Irina Bokova expressed her sincere condolences on the passing of Wangari Maathai

© Martin RoweWangari Maathai was the 2004 Nobel Peace Prize winner

The Director-General of UNESCO, Irina Bokova, expressed her deep sadness and sincere condolences on the passing of Ms. Wangari Maathai, who died on 25 September 2011 at the age of 71.

Professor Wangari Maathai was the first African woman to win the Nobel Peace Prize. This was awarded to her in 2004 in recognition of her work for sustainable development, democracy and peace. Her tireless work in pursuit of these values, through her Green Belt Movement, founded in 1977, as well as numerous other activities, also earned her a nomination as a United Nations Messenger of Peace in 2009.
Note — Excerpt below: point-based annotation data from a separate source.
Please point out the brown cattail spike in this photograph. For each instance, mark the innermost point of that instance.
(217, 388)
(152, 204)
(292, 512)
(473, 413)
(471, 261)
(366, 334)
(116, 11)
Ms. Maathai fought tirelessly to challenge gender inequality by providing positive examples of women’s achievements. She put this into practice through the Green Belt Movement, which encouraged poor rural women to plant trees and to utilize natural resources in order to overcome problems of poverty and hunger. She argued that these examples of women’s achievements should provide a powerful message to men, and for women themselves. In 2005, Ms. Maathai was a keynote speaker at the International Scientific Conference on biodiversity held at UNESCO in the presence of the French President Jacques Chirac, other dignitaries, and scientists.

Wangari Maathai was an outstanding example to all. She was a pioneer, a visionary and a leader. She showed through her life and her work how individuals can work for a culture of peace, and promote gender equality and environmental reform. In all of this, she incarnated the core values of UNESCO and the priorities that guide the Organization’s work.

The Director-General stated that UNESCO would continue to work in support of Wangari Maathai’s legacy in Africa and beyond.